In some situations, even the best management team probably isn't going to make the desired impression. In the past two years, ratings analysts have become particularly concerned about mergers.
"There was this case of a merger situation that had been in trouble for a while, and they gave us a plan in which they were going to take huge amounts of savings out of the combined organization--more than $50 million--and we notched that rating down because we felt it was an aggressive plan and a huge reach," says Standard & Poor's Hill of a credit she recently rated.
"We felt (management was) a little of the old school. The board of trustees there was not as business-minded and profit-oriented as other boards."
But some say such skepticism might be overkill. "All the rating agencies assume the integration process is going to be a challenging one, and I think that's almost regardless of what management says. I think they've become big believers in Murphy's Law," says PaineWebber's Howie, who as an investment banker facilitates the bond-rating process for hospitals and healthcare systems.

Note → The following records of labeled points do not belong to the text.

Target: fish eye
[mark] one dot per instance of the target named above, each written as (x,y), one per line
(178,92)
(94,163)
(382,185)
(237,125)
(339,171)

Joan Payne, controller at Covenant Healthcare System in Saginaw, Mich., says she knew going into the rating process for her system that the Standard & Poor's analysts would want to assess management's ability to integrate St. Luke's Hospital and Saginaw General Hospital, which merged in 1998 to create Covenant.
She and management "talked about areas that they would ask questions on. We didn't do any scripting or preparing answers, (but we) wanted to have explanations ready."
Since Covenant had just issued bonds in 1999 and completed a full-scale visit then, this year's update took place over the phone, she says. Among other questions, the analysts asked "where we are heading and why do we think that we are able to survive," she says.
Apparently, management's answers were satisfactory: Covenant's $48 million June bond issue was rated A by Standard and Poor's.
PaineWebber's Howie says it's critical to stay in constant contact and be candid with analysts. "Nothing annoys ratings analysts more than to learn about one of their clients in MODERN HEALTHCARE."
Despite the obvious importance of margins and ratios, in the end, the human factor counts for a lot.
"In some way you could say it's 100% of the rating because in some way the management affects everything: demand, services, how you deal with the reimbursement issues, what your capital spending and operating plans are. So indirectly, it affects everything else," says S&P's Hill.